Parentheses are another special character in regular expressions. When you add
parentheses to a regular expression, they are ignored when matching the string.
But when you are using `re.findall()`, parentheses indicate that while you want the
whole expression to match, you only are interested in extracting a portion of the
substring that matches the regular expression.

In [None]:
string = 'I am looking for three letter words.'
pattern = '\s(...)\s'
re.findall(pattern, string)

Now, let's understand the expression `[0-9]+` we saw previously.

- The first step is to understands sets `[ ]`
- The second step is to understand range `[0-9]`
- The third step is to understand is the `+` character.

**Step 1:** A set matches a single character. For example the set `[0123456789]` matches `0` or `1` or `2` or `3` or `4` or `5` or `6` or `7` or `8` or `9`. It does not
match `0123456789`.

In [None]:
# Find single digits
string = '2, 5 and 7 are odd numbers.'
pattern = '[0123456789]'
re.findall(pattern, string)

| | | | | | |
|:-:|:-:|:-:|:-:|:-:|:-:|
| | | | | | |
|Pattern|`[0123456789]` |
||&#8595;|
|String| `2`|

What happens if the same pattern is applied to two-digit numbers?

In [None]:
string = '11, 13 and 15 are odd numbers.'
pattern = '[0123456789]'
re.findall(pattern, string)

Since the pattern `[0123456789]` matches single characters, it will match the digits in `11` but as two separate matches. Therefore the return is `['1', '1', ...]` instead of `['11', ...]`.
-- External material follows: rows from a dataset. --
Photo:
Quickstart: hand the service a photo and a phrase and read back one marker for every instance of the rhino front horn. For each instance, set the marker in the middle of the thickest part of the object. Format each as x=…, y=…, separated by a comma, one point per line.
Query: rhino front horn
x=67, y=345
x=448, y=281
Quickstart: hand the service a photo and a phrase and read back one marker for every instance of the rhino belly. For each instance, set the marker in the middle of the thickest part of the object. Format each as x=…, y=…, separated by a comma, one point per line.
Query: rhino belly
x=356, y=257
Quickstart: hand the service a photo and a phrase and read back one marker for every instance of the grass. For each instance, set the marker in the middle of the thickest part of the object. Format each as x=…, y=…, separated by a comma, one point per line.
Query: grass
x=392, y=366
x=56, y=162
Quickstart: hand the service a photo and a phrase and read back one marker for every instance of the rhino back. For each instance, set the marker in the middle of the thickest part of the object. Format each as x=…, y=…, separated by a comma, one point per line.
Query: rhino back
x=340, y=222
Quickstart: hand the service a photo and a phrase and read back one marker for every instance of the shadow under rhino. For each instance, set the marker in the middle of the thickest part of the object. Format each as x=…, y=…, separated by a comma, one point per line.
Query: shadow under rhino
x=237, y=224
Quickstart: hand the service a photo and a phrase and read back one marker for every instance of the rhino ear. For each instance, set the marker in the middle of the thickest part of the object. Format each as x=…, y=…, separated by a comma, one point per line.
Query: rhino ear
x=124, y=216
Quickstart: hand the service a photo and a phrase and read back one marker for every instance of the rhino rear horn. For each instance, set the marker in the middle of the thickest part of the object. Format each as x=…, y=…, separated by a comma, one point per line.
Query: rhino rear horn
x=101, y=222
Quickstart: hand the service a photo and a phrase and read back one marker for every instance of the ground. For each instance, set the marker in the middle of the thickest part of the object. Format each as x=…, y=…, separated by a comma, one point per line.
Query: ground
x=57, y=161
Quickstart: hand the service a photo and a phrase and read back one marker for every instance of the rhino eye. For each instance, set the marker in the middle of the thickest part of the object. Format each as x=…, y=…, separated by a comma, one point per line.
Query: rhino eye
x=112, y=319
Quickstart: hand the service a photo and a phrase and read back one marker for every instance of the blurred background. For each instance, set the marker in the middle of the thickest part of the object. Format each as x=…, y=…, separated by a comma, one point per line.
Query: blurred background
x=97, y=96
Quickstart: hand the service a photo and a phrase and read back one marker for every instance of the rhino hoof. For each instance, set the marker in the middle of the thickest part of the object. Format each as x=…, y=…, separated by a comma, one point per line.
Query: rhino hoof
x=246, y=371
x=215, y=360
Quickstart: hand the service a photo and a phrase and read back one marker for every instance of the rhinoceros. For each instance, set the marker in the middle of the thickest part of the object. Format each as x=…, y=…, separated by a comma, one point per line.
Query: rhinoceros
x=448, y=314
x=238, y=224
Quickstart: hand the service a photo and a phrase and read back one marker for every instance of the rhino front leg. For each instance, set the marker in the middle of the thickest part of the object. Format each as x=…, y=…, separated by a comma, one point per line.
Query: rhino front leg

To match two-digit numbers we can simply use the pattern twice.

In [None]:
string = '11, 13 and 15 are odd numbers.'
pattern = '[0123456789][0123456789]'
re.findall(pattern, string)

| | | | | | |
|:-:|:-:|:-:|:-:|:-:|:-:|
| | | | | | |
|Pattern|`[0123456789]` |`[0123456789]` |
||&#8595;|&#8595;|
|String| `1`|`1`|

Probably, you are thinking `[0123456789]` is quite verbose. What if we want to match all letters? Do we have to write `[abcdefghijklmnopqrstuvwxyz]`?

**Step 2:** That would be a nightmare but luckily we can define a range for common sets.
- `[0123456789]` can be represented as `[0-9]`
- Lower case letters `[a-z]`
- Upper case letters `[A-Z]`

In [None]:
# Single digit with range
string = '2, 5 and 7 are odd numbers.'
pattern = '[0-9]'
re.findall(pattern, string)

In [None]:
# Two digits with range
string = '11, 13 and 15 are odd numbers.'
pattern = '[0-9][0-9]'
re.findall(pattern, string)

**Task 2**

Here is your second task. Define a pattern that returns lower case and upper case letters in a string.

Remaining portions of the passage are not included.